PAI-1 Does Not Stimulate the Migration of LRP-deficient Cells—To further test the hypothesis that LRP is a chemotactic receptor for PAI-1, we investigated the effects of PAI-1 on the migration of LRP-deficient cells (Fig. 6). Although, PAI-1 stimulated the migration of LRP expressing MEF-1 (Fig. 6A, columns 1 and 2), it failed to stimulate the migration of LRP-/- MEF-2 (Fig. 6A, columns 3 and 4). Only the migratory response to PAI-1 was altered in these cells since their rates of random cell migration were similar (compare lanes 1 and 3).
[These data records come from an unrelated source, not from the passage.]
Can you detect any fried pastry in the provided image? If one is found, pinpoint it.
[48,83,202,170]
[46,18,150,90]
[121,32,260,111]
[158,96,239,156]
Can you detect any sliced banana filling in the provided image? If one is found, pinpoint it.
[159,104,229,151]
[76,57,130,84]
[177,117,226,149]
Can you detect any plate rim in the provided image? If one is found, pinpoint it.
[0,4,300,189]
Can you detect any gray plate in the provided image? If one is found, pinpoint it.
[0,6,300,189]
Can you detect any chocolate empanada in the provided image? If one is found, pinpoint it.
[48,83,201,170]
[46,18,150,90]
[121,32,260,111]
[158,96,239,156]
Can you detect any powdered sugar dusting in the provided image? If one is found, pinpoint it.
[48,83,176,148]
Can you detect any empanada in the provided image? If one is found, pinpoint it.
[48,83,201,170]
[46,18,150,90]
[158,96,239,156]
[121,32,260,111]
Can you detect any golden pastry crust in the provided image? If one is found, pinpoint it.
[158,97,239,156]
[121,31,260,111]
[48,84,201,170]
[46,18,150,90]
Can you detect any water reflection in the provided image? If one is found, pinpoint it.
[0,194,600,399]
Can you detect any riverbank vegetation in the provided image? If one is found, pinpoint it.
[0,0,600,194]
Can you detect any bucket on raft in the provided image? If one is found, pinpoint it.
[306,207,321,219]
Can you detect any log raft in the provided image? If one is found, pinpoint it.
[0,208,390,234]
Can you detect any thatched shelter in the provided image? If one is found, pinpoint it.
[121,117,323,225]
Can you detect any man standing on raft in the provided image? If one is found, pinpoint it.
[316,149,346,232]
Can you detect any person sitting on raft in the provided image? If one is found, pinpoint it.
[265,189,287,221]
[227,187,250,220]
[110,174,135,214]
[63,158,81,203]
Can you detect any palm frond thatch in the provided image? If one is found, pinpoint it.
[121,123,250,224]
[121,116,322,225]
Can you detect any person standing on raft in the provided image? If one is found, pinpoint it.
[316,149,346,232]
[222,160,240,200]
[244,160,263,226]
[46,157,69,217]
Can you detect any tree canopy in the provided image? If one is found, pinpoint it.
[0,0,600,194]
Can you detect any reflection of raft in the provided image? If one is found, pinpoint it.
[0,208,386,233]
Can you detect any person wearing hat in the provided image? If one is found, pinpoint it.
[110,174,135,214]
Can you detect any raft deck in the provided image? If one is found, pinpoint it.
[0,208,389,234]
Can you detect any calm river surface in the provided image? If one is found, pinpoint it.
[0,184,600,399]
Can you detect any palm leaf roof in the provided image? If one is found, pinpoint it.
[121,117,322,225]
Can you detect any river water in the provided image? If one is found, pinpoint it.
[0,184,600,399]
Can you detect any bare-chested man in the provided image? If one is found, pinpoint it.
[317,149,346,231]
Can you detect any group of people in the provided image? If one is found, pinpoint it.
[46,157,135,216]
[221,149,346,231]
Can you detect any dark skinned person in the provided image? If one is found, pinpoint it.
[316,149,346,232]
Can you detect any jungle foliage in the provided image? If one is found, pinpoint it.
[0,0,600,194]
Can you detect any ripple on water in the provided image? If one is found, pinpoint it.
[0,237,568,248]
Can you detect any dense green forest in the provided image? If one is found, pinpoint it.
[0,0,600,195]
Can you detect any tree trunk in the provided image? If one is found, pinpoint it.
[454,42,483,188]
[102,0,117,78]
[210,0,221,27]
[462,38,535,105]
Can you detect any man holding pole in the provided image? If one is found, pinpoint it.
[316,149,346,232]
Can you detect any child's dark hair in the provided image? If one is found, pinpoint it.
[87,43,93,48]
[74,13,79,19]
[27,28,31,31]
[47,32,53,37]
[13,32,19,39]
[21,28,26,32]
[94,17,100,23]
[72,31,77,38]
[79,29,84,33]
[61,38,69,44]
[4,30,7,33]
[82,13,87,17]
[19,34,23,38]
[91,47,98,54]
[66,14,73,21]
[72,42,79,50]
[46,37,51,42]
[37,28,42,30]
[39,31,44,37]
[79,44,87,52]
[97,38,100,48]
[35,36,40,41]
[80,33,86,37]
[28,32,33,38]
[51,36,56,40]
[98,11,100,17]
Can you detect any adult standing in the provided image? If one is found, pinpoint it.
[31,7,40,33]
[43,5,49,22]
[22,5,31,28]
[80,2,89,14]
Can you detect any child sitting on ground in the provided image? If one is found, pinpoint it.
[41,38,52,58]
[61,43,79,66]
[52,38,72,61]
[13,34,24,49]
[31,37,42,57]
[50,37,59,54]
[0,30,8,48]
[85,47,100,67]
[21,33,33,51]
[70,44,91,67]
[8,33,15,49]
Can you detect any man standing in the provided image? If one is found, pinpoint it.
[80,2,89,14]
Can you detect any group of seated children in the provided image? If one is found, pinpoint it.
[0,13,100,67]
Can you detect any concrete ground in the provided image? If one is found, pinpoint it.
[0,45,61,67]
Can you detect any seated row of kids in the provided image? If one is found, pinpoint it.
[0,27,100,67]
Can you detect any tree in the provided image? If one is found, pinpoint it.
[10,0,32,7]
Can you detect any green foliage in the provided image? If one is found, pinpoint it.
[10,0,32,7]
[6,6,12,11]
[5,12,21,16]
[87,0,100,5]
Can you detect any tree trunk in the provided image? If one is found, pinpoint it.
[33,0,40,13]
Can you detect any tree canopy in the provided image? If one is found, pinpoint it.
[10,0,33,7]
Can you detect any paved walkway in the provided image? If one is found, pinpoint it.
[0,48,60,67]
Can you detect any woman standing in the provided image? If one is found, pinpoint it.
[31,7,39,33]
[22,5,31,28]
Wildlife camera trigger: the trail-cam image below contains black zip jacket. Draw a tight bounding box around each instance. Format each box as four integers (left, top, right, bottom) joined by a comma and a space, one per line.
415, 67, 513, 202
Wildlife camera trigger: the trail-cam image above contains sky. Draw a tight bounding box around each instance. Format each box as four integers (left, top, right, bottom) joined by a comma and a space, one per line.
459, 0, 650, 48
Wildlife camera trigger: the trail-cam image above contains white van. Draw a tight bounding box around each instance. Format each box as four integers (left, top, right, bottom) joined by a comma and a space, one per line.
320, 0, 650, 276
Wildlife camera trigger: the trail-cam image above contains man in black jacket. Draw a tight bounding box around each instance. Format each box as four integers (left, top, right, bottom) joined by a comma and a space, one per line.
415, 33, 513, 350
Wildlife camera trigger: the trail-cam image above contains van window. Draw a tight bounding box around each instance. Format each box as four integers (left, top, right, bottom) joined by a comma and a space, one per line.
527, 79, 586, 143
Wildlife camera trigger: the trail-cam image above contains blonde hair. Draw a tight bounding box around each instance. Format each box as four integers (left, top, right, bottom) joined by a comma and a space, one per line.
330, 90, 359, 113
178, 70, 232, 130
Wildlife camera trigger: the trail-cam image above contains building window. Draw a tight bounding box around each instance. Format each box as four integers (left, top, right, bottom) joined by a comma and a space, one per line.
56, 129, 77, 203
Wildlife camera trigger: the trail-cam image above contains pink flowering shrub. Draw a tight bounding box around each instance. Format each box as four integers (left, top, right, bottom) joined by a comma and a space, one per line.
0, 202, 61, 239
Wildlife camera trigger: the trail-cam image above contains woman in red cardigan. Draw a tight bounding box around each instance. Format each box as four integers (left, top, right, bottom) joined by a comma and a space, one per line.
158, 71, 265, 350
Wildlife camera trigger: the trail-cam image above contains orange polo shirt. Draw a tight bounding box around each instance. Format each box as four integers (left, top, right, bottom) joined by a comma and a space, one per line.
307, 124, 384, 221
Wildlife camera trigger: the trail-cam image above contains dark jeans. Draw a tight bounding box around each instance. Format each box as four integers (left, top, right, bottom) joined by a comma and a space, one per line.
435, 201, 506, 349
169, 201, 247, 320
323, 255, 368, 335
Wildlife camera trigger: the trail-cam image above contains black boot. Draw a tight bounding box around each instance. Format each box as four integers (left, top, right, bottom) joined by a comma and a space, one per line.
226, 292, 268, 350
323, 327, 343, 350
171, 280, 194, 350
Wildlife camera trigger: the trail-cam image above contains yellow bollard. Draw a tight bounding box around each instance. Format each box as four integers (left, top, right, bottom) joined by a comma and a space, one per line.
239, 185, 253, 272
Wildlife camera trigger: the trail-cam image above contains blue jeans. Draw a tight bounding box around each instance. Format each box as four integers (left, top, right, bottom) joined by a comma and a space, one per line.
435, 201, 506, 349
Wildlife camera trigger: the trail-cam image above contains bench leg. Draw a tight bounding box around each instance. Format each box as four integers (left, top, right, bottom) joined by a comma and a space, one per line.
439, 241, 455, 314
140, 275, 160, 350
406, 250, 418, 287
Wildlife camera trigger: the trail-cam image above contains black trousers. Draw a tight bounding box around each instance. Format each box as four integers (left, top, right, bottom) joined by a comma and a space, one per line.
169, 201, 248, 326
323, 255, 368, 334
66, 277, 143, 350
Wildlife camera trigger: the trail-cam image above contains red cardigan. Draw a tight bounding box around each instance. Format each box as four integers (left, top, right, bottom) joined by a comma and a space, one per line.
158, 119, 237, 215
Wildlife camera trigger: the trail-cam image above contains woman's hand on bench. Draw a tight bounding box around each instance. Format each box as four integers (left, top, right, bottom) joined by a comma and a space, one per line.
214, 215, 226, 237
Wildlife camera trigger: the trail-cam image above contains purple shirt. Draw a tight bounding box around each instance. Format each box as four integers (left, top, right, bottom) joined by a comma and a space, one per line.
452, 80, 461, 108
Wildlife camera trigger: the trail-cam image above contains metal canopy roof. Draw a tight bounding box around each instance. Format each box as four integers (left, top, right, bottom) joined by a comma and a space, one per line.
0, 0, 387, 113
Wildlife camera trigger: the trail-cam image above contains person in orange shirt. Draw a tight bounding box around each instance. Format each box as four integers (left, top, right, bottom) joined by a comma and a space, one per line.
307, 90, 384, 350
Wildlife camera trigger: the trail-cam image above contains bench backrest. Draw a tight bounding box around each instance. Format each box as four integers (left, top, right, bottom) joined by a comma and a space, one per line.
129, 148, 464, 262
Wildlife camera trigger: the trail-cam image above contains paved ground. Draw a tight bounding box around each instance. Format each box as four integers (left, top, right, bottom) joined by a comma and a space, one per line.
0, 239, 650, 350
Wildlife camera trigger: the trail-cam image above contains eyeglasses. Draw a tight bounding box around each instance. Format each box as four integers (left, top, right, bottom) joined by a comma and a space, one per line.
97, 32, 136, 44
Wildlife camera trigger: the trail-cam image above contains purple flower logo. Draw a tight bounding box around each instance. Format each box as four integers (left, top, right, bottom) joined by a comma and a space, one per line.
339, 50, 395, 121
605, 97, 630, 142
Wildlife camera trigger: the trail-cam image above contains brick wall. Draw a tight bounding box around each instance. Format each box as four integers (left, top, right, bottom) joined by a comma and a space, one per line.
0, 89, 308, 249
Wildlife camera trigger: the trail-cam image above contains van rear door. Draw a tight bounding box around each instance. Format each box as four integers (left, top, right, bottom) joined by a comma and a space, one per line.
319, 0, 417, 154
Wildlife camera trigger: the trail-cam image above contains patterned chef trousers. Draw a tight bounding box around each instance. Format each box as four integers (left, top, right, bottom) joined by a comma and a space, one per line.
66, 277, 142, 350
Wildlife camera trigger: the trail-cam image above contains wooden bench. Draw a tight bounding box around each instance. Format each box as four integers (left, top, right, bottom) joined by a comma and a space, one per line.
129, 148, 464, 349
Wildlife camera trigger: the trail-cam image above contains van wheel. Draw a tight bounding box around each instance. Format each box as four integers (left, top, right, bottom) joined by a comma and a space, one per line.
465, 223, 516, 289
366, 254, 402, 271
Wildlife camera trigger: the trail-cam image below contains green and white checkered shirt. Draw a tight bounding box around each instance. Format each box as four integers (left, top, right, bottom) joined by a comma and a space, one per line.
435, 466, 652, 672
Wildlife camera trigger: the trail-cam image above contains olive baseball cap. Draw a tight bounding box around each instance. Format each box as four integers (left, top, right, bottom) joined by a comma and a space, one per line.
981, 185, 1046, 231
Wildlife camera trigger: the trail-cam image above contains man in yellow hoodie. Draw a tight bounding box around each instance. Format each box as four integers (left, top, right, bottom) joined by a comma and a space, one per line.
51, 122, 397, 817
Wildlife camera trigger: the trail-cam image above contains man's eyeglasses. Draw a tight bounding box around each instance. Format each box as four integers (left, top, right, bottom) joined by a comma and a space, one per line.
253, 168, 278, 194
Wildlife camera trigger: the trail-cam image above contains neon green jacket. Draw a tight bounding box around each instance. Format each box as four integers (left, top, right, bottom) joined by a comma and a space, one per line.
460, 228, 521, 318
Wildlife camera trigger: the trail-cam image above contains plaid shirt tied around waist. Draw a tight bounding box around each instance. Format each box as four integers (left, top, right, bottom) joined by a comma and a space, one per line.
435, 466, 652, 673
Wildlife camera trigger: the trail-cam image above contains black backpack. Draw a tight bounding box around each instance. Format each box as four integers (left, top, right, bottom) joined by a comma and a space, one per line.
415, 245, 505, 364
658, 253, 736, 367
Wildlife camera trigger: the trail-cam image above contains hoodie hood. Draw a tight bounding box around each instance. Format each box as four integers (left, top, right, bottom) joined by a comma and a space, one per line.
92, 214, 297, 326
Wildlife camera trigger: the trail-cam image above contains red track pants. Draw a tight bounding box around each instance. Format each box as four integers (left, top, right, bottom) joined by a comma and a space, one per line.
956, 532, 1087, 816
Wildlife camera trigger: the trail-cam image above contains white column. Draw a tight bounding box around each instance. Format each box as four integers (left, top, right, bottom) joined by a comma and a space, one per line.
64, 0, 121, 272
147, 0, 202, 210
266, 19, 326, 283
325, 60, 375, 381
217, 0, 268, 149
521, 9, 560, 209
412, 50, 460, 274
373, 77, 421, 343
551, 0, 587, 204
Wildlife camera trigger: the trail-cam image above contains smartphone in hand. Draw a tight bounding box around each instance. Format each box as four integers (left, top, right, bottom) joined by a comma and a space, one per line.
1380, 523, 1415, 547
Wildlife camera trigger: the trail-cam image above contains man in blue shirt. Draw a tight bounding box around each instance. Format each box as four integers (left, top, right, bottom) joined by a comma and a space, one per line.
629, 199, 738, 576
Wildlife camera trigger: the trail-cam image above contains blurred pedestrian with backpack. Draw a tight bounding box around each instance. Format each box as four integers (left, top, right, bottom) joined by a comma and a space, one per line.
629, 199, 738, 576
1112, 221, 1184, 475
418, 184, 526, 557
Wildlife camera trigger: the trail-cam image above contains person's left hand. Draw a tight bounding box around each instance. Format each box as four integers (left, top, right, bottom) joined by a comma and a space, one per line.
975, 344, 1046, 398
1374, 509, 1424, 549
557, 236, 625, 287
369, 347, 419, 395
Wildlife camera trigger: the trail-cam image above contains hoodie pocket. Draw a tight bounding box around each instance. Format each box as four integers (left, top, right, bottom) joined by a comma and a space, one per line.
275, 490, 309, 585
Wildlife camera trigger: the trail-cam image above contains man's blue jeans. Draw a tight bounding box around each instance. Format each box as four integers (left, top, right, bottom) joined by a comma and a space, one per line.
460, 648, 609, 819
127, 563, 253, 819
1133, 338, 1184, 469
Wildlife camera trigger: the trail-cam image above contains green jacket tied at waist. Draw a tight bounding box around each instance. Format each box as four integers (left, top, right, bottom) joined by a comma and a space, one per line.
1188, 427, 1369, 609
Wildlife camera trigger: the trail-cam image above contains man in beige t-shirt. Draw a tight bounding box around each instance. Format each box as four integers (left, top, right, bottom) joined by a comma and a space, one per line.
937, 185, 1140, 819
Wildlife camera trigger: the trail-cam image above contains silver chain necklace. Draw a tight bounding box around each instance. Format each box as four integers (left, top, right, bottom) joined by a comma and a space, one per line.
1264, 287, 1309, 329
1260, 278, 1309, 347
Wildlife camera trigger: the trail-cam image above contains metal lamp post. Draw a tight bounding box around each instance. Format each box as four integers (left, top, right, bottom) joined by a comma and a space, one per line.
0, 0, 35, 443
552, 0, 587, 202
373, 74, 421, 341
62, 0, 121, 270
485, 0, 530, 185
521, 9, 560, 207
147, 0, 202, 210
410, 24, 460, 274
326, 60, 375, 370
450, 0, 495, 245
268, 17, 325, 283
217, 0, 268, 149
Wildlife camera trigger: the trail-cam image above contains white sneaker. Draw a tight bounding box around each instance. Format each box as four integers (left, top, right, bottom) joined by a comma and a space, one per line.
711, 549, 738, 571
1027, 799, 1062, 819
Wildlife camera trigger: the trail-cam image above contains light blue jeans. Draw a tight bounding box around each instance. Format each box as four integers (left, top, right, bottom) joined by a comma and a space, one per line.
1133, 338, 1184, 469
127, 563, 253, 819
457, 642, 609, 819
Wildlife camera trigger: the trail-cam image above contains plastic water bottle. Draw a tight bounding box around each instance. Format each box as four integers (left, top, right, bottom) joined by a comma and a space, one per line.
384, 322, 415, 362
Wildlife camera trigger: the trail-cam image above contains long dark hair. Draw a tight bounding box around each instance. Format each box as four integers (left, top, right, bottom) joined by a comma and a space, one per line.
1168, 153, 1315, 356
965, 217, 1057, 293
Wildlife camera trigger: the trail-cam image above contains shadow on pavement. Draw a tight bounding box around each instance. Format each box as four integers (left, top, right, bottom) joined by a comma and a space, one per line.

Thus, LRP deficiency appears to be responsible for the lack of the chemotactic response to PAI-1. This conclusion is supported by the observation that even at relatively high concentrations, PAI-1 did not stimulate the migration of endothelial cells (EC) (Fig. 6A, lanes 5-8), and these cells are known to be naturally devoid of LRP (36, 37). In this regard, control real-time quantitative RT-PCR experiments revealed that HMVEC-d neo do not express detectable amounts of LRP mRNA (not shown). The failure of PAI-1 to stimulate the migration of these cells was not due to the intrinsic inability of HMVEC-d neo to migrate since bFGF significantly stimulated their migration (Fig. 6A, column 9). Finally, we directly compared the migratory properties of EC and SMC from two major arteries (Fig. 6B). Again, neither EC from the coronary artery (lanes 1-3) nor the aorta (not shown) migrate in response to PAI-1 challenge (compare lane 1 versus 2), although they were induced to migrate when stimulated with bFGF (lane 3). In contrast, SMC from the coronary artery (lanes 4-6) and aorta (not shown) were stimulated to migrate in response to both PAI-1 (compare lanes 4 and 5) and bFGF (lane 6) challenge.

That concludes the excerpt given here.